DAS can work to distances of up to ~100 km, has a spatial resolution of a few meters and a broad frequency sensitivity. There is still a lot to be learned about how the DAS signal responds to strain. On land, DAS has been demonstrated for a wide variety of applications including earthquake monitoring and rapid response aftershock studies etc.
DAS experiments in the ocean are more challenging. It wasn’t until 2019 that the potential of seafloor DAS for academic research was demonstrated. The Oregon margin is one of the most energetic coastlines in the world and an excellent location to test the DAS capabilities and is thus, an ideal site to study the role of storms in generating seismic noise near coastlines and potentially understanding if and how DAS could be used for measuring sediment exchange.

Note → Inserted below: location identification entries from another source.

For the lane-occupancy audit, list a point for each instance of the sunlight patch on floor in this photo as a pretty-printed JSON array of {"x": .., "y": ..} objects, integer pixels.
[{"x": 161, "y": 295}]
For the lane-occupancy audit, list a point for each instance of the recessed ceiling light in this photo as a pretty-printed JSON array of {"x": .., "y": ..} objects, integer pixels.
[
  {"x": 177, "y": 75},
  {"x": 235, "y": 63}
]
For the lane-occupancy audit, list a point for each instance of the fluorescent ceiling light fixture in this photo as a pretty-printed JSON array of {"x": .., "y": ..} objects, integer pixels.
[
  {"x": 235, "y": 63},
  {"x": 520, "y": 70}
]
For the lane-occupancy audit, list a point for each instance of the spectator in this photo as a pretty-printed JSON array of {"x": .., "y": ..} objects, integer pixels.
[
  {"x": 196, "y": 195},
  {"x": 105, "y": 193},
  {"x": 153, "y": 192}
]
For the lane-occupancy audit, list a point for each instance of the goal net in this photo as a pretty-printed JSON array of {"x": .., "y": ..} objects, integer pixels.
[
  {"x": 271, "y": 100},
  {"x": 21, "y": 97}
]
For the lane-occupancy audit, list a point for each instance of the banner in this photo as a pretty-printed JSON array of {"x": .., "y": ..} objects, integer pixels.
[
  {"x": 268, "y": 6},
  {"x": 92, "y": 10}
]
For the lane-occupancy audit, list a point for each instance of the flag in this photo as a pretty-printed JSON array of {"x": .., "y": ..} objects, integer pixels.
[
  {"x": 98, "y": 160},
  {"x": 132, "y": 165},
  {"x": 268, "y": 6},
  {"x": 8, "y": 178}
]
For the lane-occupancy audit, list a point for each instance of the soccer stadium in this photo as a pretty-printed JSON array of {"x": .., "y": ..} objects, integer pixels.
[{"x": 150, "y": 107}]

DAS has also been identified as a new technology that might form an important component of future offshore earthquake and tsunami early warning systems in Cascadia and elsewhere. The scheduled shutdown provides a great opportunity to test DAS in this region. A Caltech graduate student will get experience leading data acquisition and two UW graduate students will gain experience in DAS/DTS data acquisition.
The PIs are taking advantage of a rare scheduled shutdown in early November 2021 of the Ocean Observatories Initiative (OOI) Regional Cabled Array (RCA). With the RCA cables disconnected from all RCA shoreside equipment, the distributed acoustic sensing (DAS) and distributed temperature sensing (DTS) systems will be connected to the OOI fibers and will undergo testing to determine the potential of submarine DAS to observe seismic, oceanographic, acoustic and geodetic processes.
DAS is potentially of great importance for efforts to develop offshore earthquake and tsunami warning systems in Cascadia and this experiment represents an important step in developing protocols that can support the use of DAS for science and hazards mitigation in the Northeast Pacific while meeting national security requirements.
This award reflects NSF's statutory mission and has been deemed worthy of support through evaluation using the Foundation's intellectual merit and broader impacts review criteria.